With the aggregation of votes, the Congress-JD(S) coalition can hope to sweep not just the old Mysuru area where they are traditional combatants but also get more seats in Mumbai Karnataka, Central Karnataka, and Bengaluru in 2019 general elections

editorials Updated: Jun 04, 2018 11:26 IST
Hindustan Times
Congress president Rahul Gandhi, JD(S) leader and Karnataka CM HD Kumaraswamy and UPA chairperson Sonia Gandhi, New Delhi (File Photo)
Congress president Rahul Gandhi, JD(S) leader and Karnataka CM HD Kumaraswamy and UPA chairperson Sonia Gandhi, New Delhi (File Photo)(Sanchit Khanna/HT)

In the 2013 assembly election, the Bharatiya Janata Party (BJP) won 40 of 224 assembly seats in Karnataka. A year later, it swept 17 of the 28 Lok Sabha seats in the state, thanks to the reunification of factions, which included BS Yeddyurappa’s Karnataka Janata Party and the Reddy brothers’ acolyte B Sriramulu’s Badavara Shramikara Raitara Congress. The Congress and the Janata Dal (Secular) won nine and two seats respectively in 2014. In the recent assembly elections, the BJP won 104 of the 223 seats. It expected to do well in 2019, repeat, perhaps even better its 2014 performance, but the coming together of the Congress and the JD(S) has changed a lot of things.

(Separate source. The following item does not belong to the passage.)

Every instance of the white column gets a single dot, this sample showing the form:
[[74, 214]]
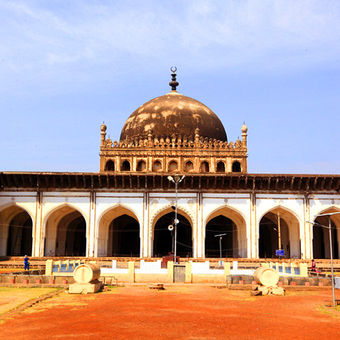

Apart from forming a government, the two partners have announced their decision to form a pre-poll alliance in 2019. This isn’t good news for the BJP. In the assembly polls, the Congress got a little over 38% of the vote but won 79 seats, the BJP won 36% of the votes and won 104 seats while the JD(S) won 17.5% of the votes for 38 seats. The BJP’s seat share to voter share ratio was high because of the division in the non-BJP votes. With the aggregation of those votes, the coalition partners can hope to sweep not just the old Mysuru area where they are traditional combatants but also get more seats in the state’s Mumbai Karnataka and Central Karnataka regions, and Bengaluru. Assuming that there will be a smooth seat allocation and transfer of votes between the coalition partners, the Congress-JD(S) combine can win 21 of the 28 seats in the state. The BJP can hope to get only six seats where its vote share is higher than the combined vote share of the coalition partners, primarily in Coastal and Hyderabad Karnataka. One seat in Hyderabad Karnataka would be too close to call with both sides almost evenly matched.

The BJP which is facing a united opposition in several northern states, was hoping for an easier fight in Karnataka. If the coalition endures, that looks difficult. BJP president Amit Shah and former chief minister BS Yeddyurappa will now have to come up with a new plan for Karnataka.